For a while, I had the Copa America and the Women’s World Cup to keep me occupied.
Comparing the two I have to say it was the women’s football that was far more entertaining to watch.
It was end-to-end stuff for 90 minutes — and flicking between the two matches last week I opted for the women’s football.
I never admitted how boring the game can be if there are two teams who want to pass the ball between themselves for several minutes before going forward.
I have to say the women’s football was far more attacking.
They got the ball and within seconds there they were in the penalty box.
No messing around and making the football look pretty.
NONETHELESS, it is now mid-July and I have got into the watching-old-matches-on-YouTube phase — mostly re-runs of early 1980s and late 1970s world football documentaries.
People aged in their 20s might now be thinking “I will never turn out like that”.
Yes you will. You will just be watching football from another era.
That is what happens.

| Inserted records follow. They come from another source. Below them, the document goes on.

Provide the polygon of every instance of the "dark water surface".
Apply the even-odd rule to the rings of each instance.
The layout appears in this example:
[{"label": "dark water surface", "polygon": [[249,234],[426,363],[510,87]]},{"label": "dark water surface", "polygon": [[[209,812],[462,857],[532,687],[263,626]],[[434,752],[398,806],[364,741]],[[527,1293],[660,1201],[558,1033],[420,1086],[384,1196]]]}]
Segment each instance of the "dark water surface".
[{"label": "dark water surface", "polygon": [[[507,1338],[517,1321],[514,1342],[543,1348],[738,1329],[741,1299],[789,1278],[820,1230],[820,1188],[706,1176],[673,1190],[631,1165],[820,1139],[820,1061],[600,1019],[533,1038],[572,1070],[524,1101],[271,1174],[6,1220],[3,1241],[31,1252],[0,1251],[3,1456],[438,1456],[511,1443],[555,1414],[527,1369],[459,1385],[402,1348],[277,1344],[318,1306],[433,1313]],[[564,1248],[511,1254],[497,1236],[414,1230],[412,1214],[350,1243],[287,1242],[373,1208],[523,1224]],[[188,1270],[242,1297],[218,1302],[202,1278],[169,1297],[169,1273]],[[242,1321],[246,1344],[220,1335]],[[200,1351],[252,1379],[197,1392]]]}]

Or you could just pull up videos of Wasim Akram and Waqar Younis terrorising the English batting back in the early 1990s.
You remember when they thought they were cheating but it was only because the English could not swing anything and the Pakistanis could?
That normally kills two hours of fasting time.
WITH the final week of Ramadan upon us I think it is time to try to do something different.
The thing about evening meals is that everyone wants to feed you the same old food.
I know one should not scoff at this but there has to be someone who decides to serve some fish and chips.
I am all curried out. I must have had every curry imaginable.
When one is invited to a home to break the fast, one should be glad that there is food on the table. Twenty-three days in — and if I see another lamb or chicken curry I may go a little mental.
This week I am hoping to go somewhere to have simple fish and chips. No salt, no tomato sauce, no HP sauce and no mayonnaise — just some fish and chips served with a dash of vinegar.